Anne-Laure Le Cunff, neuroscienziata e fondatrice di Ness Labs, e Carlo Ratti, professore al MIT e direttore del Senseable City Lab, ospiti degli episodi 5 e 6 di Top Tech Voices di Farnell.
Come si prende una decisione in un ambiente lavorativo instabile? E come possono le città usare i dati senza erodere la fiducia dei cittadini?
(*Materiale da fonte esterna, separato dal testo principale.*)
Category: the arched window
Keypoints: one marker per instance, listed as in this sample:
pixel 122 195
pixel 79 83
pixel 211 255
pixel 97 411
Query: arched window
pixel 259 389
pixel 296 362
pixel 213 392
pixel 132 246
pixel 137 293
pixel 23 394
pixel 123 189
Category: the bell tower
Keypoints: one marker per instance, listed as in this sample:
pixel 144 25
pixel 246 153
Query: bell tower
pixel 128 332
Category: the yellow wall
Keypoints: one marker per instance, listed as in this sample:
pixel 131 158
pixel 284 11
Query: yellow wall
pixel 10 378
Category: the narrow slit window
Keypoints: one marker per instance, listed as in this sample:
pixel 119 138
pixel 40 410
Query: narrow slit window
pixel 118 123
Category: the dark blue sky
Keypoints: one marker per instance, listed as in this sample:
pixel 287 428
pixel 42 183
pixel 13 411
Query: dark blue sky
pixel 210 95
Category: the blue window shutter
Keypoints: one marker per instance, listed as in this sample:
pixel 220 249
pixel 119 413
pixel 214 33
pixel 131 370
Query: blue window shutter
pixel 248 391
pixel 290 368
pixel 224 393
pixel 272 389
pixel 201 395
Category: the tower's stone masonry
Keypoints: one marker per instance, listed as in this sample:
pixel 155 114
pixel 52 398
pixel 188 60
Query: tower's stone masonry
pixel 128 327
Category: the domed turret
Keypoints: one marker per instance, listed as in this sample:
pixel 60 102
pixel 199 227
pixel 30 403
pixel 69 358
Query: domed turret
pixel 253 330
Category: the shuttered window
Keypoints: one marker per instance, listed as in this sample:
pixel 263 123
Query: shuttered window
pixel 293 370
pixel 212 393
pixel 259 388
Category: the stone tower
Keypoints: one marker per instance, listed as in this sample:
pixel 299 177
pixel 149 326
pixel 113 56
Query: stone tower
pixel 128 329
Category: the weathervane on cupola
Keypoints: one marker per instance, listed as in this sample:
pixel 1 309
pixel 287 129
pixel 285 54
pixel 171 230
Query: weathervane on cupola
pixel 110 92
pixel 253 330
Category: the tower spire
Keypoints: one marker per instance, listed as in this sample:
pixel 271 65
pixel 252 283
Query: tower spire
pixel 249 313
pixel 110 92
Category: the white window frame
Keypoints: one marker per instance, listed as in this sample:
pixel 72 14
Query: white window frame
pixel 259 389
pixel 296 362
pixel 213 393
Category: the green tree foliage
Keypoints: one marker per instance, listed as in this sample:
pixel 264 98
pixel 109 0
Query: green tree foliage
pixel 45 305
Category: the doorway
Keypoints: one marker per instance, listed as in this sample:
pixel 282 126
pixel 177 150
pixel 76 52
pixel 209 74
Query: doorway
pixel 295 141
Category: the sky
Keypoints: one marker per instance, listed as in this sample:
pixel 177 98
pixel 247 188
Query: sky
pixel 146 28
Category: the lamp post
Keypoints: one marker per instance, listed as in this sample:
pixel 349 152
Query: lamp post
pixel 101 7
Sono le domande al centro dei due nuovi episodi del podcast Top Tech Voices di Farnell, pubblicati il 20 maggio 2026, che vedono protagonisti la neuroscienziata Anne-Laure Le Cunff e l’architetto e professore del MIT Carlo Ratti.
Il quinto episodio parte da un problema concreto per i professionisti della conoscenza: la pianificazione lineare e il controllo rigido mostrano i loro limiti nei contesti ad alta incertezza. Le Cunff, ricercatrice al King’s College London e fondatrice di Ness Labs, propone un’alternativa radicata nelle neuroscienze: trattare le decisioni come piccoli esperimenti verificabili anziché come impegni definitivi.
Il metodo si basa su azioni semplici e ripetibili che permettono di testare un’idea, raccogliere feedback e correggere la rotta senza attendere il momento perfetto, riducendo il carico della forza di volontà e favorendo abitudini sostenibili attraverso l’apprendimento progressivo.
Come le città usano i dati in tempo reale per rispondere alle crisi urbane
Il sesto episodio sposta la prospettiva dalla scala individuale a quella urbana. Carlo Ratti, direttore del Senseable City Lab al MIT, mostra attraverso progetti concreti come i sistemi ciber-fisici possano rendere le città più reattive: dalla mitigazione delle inondazioni a Venezia all’uso di dati in tempo reale nella pianificazione degli spazi verdi e delle infrastrutture.
Il punto tecnico centrale è la capacità di passare dalla raccolta passiva dei dati all’intervento attivo: identificare dove e quando agire, non solo misurare.
Ratti affronta con precisione il problema della contropartita: la raccolta massiva di dati urbani porta con sé rischi di sorveglianza e riduzione dell’interazione spontanea. La risposta che propone combina anonimizzazione dei dati, trasparenza sulle modalità di raccolta e una progettazione intenzionale dello spazio pubblico come elemento irriducibile della vita urbana: non ottimizzabile, ma da tutelare esplicitamente nel processo di digitalizzazione delle città.
AI come strumento di pensiero: dove finisce il supporto e inizia la delega
Trasversale a entrambi gli episodi è il tema del ruolo dell’IA: né Le Cunff né Ratti la trattano come soluzione autonoma. Nel primo episodio è uno strumento che aiuta a riconoscere pattern e insight, senza sostituire il giudizio umano nelle decisioni che contano. Nel secondo, i dati e i modelli computazionali supportano la pianificazione urbana ma non eliminano la necessità di scelte politiche su priorità e valori.
“Ciò che emerge chiaramente da queste conversazioni è che il progresso nasce spesso da piccoli cambiamenti consapevoli, sia nel modo in cui lavoriamo sia nel modo in cui le città rispondono alle condizioni reali”, ha dichiarato Rebeca Obregon, President di Farnell Global.
Distributore elettronico con oltre 80 anni di attività, 48 siti web localizzati e oltre 3.000 dipendenti, Farnell usa Top Tech Voices per portare nella conversazione tecnica le voci di chi studia i sistemi complessi, umani e urbani, in cui la tecnologia opera. Gli episodi sono disponibili su YouTube e Spotify.